General Black Hawk toured America and even met with the loathed President Andrew Jackson. He wrote his autobiography, which some Americans said was ghostwritten because Indians could neither read nor write. Today, Black Hawk (who was not a hereditary chief) is honored with a great many schools, parks, statues and buildings — as well as a hockey team.

Yup. Not a lot of Native Americans play hockey. But when the Chicago Black Hawks (now, for some reason, the Chicago Blackhawks) team was organized, founder Frederic McLaughlin named them the Black Hawks as he had been the commander of the “Black Hawk Division” during World War I. His squad was named after the warrior general.

Something the writer kinda saw at Wrigley Field on New Years Day

If you are like me (if so … why?) and are a hockey fan, you might note that the image of Black Hawk is unlike the head found on the team’s jersey. To be completely honest, good looks were not part of General Black Hawk’s reputation. When young, he looked more like Pete Townshend after an all-night bender.
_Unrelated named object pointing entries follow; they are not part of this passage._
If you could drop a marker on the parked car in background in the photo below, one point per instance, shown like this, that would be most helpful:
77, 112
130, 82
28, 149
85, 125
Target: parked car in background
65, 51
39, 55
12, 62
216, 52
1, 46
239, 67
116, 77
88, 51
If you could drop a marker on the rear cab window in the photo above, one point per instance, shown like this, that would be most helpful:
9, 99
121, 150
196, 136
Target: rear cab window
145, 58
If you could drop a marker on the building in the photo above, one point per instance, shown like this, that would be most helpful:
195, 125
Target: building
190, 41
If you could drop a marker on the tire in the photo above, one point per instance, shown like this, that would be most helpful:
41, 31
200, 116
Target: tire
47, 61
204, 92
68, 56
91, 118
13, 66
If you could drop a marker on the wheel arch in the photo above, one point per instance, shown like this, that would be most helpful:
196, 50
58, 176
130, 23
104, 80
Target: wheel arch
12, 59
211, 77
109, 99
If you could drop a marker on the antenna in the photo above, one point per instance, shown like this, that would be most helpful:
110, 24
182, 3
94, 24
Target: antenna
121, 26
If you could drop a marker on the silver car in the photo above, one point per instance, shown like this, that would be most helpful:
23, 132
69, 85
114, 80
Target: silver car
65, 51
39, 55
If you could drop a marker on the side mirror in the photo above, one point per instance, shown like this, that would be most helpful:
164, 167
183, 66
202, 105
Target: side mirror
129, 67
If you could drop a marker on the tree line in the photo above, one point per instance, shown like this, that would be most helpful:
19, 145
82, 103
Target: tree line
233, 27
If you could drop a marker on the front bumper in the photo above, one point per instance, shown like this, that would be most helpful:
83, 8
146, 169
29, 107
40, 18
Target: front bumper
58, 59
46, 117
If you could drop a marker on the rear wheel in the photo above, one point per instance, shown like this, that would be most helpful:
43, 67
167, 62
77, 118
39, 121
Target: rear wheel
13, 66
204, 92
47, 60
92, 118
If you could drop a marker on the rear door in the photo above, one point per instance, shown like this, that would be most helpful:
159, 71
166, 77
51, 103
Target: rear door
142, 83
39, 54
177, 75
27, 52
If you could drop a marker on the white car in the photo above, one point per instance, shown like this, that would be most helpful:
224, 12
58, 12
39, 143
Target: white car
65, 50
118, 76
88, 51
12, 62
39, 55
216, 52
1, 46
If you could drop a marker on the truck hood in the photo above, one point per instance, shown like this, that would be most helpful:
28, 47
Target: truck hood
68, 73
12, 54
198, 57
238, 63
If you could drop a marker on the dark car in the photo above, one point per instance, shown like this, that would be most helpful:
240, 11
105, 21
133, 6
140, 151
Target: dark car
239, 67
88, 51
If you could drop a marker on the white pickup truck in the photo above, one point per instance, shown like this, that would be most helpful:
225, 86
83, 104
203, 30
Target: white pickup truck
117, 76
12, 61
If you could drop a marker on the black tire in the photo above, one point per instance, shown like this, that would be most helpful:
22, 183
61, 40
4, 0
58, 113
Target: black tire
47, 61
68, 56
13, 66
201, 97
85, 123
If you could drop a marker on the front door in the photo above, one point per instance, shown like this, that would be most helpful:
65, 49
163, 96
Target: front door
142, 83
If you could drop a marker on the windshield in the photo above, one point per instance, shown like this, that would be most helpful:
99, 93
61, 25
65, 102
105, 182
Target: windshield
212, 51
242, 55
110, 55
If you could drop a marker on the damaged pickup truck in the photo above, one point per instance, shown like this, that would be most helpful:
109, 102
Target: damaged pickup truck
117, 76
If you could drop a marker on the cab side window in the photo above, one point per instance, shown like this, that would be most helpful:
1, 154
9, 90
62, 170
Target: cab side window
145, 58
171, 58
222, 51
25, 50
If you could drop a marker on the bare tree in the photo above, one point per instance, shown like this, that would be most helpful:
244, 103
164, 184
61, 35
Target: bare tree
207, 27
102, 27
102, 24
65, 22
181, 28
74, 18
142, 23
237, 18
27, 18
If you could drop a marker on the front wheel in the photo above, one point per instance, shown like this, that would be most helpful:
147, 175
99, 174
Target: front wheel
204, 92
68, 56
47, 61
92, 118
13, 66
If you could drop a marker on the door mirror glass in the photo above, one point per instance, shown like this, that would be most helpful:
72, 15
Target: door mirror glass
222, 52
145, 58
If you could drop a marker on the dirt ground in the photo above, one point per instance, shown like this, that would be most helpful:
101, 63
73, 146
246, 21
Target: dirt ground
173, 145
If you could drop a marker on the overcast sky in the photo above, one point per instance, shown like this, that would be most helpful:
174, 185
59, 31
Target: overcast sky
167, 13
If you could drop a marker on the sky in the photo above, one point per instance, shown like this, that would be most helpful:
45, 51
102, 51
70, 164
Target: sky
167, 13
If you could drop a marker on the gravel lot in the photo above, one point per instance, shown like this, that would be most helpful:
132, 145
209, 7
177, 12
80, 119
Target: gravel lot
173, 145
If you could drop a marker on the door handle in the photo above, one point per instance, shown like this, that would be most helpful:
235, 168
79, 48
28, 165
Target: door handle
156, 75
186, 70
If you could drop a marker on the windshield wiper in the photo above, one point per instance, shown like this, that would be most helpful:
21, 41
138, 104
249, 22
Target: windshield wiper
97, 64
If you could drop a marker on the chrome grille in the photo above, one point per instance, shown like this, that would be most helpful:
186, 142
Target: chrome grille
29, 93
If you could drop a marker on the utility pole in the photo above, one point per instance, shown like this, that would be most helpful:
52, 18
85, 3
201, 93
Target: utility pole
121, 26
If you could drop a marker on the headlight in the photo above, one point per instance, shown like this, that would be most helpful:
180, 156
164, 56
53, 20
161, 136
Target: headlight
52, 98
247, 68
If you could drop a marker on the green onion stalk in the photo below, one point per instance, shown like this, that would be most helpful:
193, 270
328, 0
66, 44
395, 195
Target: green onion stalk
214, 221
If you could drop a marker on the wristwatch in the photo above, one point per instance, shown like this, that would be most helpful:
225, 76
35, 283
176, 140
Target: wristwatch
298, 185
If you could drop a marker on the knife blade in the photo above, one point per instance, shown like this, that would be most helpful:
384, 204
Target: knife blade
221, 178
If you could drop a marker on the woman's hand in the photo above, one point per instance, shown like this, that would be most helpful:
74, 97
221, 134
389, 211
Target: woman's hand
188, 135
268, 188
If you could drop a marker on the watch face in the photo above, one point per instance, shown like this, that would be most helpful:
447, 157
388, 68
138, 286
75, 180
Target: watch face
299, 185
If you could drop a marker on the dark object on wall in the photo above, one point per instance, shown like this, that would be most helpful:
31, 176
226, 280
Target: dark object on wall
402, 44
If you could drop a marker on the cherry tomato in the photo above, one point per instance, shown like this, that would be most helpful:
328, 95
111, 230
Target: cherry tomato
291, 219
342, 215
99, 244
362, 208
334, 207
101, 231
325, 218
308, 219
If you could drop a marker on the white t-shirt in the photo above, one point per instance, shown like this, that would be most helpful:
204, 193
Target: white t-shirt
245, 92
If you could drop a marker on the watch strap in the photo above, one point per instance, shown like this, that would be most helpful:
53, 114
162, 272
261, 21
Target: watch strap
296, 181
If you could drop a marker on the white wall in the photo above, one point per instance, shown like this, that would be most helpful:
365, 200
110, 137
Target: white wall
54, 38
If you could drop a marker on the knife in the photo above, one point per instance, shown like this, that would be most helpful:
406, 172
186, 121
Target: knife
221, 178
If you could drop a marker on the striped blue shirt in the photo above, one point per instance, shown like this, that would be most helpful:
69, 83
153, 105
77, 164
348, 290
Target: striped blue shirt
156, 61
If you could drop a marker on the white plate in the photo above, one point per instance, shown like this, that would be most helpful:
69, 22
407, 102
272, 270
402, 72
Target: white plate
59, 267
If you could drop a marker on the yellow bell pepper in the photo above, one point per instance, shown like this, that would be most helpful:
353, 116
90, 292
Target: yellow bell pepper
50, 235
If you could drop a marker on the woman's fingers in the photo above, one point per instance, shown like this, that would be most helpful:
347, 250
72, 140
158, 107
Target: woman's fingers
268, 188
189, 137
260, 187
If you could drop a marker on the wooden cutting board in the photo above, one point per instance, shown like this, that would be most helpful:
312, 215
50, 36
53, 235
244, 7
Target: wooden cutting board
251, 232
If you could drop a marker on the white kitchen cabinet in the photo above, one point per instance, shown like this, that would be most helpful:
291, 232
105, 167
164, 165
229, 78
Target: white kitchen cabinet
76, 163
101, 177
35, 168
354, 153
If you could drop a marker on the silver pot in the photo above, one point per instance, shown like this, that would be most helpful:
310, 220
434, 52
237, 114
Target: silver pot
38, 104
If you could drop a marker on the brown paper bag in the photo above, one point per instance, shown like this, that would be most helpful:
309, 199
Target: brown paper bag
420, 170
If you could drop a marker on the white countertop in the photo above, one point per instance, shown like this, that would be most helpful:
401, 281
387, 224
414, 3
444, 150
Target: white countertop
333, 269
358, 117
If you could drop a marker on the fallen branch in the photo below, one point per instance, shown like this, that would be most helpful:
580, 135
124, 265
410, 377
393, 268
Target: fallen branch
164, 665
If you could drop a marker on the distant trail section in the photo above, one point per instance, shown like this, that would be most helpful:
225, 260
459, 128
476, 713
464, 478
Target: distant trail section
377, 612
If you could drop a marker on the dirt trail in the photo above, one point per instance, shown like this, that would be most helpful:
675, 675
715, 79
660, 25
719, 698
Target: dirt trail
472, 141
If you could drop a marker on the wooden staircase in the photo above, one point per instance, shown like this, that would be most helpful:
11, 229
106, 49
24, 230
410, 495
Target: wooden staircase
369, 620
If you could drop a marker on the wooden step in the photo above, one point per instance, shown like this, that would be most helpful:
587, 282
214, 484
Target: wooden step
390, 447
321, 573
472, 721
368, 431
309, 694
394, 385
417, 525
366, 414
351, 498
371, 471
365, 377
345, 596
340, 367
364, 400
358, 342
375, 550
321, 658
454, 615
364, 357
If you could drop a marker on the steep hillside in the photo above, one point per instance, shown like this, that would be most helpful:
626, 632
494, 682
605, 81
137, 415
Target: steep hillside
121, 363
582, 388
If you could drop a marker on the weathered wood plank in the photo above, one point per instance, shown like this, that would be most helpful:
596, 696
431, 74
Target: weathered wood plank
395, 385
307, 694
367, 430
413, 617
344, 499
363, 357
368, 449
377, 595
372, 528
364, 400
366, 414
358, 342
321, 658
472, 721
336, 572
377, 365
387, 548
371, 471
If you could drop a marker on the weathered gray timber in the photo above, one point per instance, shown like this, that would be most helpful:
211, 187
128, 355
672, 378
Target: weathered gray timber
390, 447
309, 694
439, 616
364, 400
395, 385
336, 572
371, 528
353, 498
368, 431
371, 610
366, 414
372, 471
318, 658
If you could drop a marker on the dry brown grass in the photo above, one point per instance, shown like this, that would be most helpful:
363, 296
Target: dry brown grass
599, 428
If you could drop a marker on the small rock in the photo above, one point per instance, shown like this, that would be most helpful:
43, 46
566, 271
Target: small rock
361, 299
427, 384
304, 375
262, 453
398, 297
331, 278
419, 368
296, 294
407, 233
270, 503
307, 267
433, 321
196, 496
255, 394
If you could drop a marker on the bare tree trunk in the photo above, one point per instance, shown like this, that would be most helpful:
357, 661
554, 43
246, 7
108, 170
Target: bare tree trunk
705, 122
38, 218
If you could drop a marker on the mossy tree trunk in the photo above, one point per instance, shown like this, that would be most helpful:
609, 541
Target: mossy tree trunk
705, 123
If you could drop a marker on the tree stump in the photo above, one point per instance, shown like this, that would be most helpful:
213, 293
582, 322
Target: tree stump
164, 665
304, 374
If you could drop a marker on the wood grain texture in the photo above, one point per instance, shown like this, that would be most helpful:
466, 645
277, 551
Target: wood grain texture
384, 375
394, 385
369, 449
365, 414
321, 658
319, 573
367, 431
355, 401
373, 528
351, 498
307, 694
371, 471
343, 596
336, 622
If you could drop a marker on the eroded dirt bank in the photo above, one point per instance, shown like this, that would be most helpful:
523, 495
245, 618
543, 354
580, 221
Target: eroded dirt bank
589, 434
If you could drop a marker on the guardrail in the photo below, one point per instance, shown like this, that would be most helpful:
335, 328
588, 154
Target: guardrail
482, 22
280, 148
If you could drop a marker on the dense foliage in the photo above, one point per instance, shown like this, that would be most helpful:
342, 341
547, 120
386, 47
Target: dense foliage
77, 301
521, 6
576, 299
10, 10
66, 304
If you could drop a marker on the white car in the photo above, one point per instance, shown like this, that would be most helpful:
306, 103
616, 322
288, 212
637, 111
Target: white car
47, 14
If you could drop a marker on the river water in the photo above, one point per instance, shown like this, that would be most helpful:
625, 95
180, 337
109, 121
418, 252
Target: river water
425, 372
McLaughlin had a lot of silly ideas about how to run a hockey team — for one thing, he only hired citizens of the United States as players — but it was his wife, noted actor and dancer Irene Castle, who designed the logo.

As a child, I noticed a whole lot of stuff was named after General Black Hawk, and I read all the historical markers I encountered. I would not have bothered if not for the hockey team. In fact, I suspect General Black Hawk largely would have been lost to history if not for the appropriation of his name for the team that represented his lands.

I am a graduate of Niles West High School, where in 1967-68 I was their sports editor. Their teams were named the Indians, which was not unusual at that time. Around 2009 my wife and I stopped at her favorite hot dog joint in the world, in Skokie, Illinois. We sat next to the coach of the Niles West football team. I noticed his sweatshirt had the likeness of a wolf. I asked him about that, and he just sort of gave a politically correct shrug. We had a nice conversation, and it turned out he, too, was a Blackhawks fan. Times change, sometimes for the better, sometimes for good reasons.

As for the question “What does a noted Indian warlord have to do with hockey?” I respond as any Boomer hockey fan should:

“Damned if I know. Why are there NHL teams in Texas and Nevada?”